L'administration fiscale travaillant sur la base des données de l'office cantonal de la population, nous avons dû assurer trente-trois mille mutations en 1995.

Tous les problèmes ont été identifiés, et c'est pour vous les expliquer en détail que je souhaite le renvoi de la motion à la commission fiscale. Vous y entendrez les collaborateurs et taxateurs de l'administration fiscale. Vous recevrez un rapport - parce que j'ai demandé un audit, bien entendu ! - d'Arthur Andersen sur IAO. En effet, il faut que nous sachions si IAO est valable ou pas.
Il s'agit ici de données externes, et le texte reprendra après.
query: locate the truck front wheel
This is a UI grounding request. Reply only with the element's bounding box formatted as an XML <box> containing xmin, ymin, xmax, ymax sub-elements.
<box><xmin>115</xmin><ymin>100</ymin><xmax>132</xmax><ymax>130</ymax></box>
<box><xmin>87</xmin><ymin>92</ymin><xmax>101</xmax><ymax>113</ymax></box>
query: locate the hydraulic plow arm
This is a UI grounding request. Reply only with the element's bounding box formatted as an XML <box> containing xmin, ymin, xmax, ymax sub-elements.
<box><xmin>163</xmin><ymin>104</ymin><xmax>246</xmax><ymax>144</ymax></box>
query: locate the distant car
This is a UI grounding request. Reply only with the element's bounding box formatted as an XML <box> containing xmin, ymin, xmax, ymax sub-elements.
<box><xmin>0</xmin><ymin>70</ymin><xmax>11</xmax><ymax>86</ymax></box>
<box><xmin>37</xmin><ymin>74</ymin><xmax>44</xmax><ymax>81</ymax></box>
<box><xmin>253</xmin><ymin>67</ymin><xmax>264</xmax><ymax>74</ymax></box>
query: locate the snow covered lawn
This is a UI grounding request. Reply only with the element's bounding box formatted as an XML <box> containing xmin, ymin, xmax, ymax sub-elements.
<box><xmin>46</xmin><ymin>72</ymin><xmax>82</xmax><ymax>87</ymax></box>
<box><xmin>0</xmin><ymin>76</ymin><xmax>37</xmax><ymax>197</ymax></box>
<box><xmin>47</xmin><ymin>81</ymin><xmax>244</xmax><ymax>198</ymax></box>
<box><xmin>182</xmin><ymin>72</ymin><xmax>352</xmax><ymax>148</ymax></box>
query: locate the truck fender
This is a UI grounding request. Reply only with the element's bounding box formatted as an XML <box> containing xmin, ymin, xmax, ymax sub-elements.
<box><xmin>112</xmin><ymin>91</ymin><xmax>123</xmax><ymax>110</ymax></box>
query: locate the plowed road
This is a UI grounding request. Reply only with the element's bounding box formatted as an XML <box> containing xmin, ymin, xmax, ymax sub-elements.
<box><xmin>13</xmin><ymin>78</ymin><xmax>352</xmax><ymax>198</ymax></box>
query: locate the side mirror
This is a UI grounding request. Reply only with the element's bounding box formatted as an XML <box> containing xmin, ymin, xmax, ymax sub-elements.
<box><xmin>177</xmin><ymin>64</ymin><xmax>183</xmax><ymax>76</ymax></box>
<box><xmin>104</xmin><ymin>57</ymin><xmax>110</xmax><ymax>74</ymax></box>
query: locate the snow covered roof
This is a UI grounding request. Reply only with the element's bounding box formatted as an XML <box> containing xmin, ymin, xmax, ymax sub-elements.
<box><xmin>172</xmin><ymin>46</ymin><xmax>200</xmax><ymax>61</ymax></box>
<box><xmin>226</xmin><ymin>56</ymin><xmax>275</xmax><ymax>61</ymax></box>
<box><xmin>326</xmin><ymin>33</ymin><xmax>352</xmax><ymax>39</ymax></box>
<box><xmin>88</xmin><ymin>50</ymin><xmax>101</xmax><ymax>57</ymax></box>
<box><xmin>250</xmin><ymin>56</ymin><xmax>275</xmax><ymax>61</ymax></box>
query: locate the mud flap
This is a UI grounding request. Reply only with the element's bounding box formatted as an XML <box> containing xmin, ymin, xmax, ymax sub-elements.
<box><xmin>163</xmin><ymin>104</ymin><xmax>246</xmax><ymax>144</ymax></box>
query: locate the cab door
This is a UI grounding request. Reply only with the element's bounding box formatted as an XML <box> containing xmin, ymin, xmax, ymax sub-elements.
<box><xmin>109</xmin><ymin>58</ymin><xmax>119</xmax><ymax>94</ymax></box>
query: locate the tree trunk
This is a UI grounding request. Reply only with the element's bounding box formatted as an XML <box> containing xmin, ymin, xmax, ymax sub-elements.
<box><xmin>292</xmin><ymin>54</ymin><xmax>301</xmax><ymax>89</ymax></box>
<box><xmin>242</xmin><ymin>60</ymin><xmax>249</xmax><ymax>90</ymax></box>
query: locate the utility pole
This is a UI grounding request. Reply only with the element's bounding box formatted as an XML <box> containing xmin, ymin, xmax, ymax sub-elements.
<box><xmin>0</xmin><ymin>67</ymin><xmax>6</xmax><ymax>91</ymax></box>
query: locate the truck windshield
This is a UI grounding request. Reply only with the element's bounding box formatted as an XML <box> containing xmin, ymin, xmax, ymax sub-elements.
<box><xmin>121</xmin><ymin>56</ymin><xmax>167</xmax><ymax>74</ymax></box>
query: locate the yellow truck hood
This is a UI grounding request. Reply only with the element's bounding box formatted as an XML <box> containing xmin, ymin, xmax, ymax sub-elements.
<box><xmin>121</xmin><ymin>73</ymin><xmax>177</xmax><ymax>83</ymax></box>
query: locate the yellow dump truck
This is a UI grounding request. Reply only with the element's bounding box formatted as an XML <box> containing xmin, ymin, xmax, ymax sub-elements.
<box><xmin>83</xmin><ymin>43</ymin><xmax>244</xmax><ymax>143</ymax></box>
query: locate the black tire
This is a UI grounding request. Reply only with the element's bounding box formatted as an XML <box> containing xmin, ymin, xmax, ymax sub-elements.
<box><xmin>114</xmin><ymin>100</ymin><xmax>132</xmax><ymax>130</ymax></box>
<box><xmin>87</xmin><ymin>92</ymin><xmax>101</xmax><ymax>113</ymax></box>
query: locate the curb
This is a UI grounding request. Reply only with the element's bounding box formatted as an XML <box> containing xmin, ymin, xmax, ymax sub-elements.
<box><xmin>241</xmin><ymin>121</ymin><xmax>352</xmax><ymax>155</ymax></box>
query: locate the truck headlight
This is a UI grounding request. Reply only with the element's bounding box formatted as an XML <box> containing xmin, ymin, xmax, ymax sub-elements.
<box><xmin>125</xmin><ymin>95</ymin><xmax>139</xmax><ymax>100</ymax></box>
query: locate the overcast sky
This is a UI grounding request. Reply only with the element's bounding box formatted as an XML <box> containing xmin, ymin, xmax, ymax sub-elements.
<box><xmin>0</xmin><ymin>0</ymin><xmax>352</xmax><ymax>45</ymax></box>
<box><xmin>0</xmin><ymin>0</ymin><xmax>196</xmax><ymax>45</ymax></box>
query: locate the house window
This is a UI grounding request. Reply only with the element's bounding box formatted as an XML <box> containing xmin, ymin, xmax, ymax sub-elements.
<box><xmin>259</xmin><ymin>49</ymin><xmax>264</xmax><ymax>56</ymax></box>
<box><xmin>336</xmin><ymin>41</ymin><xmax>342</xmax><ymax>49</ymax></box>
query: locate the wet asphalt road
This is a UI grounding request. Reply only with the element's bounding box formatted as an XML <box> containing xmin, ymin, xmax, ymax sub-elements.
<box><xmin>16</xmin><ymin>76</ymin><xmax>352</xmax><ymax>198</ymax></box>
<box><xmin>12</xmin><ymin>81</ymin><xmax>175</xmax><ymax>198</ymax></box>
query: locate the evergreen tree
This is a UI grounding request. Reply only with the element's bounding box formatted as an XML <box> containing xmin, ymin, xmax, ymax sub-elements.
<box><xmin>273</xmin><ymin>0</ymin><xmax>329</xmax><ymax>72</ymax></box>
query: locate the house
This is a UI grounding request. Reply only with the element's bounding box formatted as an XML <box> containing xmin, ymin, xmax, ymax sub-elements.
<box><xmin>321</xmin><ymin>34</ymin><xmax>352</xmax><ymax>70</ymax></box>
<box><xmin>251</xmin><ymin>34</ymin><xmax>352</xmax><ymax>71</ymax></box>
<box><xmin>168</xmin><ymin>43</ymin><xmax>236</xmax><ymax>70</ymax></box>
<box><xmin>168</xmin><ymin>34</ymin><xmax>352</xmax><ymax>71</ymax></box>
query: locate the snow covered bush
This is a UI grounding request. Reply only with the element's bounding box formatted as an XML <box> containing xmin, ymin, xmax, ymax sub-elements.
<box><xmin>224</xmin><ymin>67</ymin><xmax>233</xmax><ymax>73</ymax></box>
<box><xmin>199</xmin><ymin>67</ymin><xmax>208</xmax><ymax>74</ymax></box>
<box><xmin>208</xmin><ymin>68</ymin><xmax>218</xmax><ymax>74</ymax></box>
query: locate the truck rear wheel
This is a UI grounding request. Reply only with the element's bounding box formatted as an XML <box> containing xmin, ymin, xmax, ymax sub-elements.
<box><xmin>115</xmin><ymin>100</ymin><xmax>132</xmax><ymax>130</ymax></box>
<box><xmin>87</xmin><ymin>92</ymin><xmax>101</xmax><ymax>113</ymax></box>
Selon la réponse, nous continuerons avec ce système ou nous y renoncerons. Je recevrai, d'ici quelques semaines, le rapport Andersen, et je le communiquerai volontiers à la commission fiscale.

Un dernier mot sur la commission externe d'évaluation des politiques publiques. Je n'ai pas d'objection à ce que vous lui renvoyiez la motion ultérieurement. Simplement, à teneur de la loi, ce n'est pas de sa responsabilité. En revanche, il serait utile que vous entendiez son président, M. Delley, et certains de ses membres au sujet de cette motion qu'ils connaissent.

Mais sachez, Mesdames et Messieurs les députés - et je le dis ici à l'attention de la population - que l'administration fiscale met tout en oeuvre, suite aux difficultés rencontrées, pour faciliter la tâche des contribuables, à qui, au nom du département des finances, je réitère mes excuses.

Je vous remercie de renvoyer cette motion à la commission fiscale.

Mise aux voix, cette proposition de motion est renvoyée à la commission fiscale.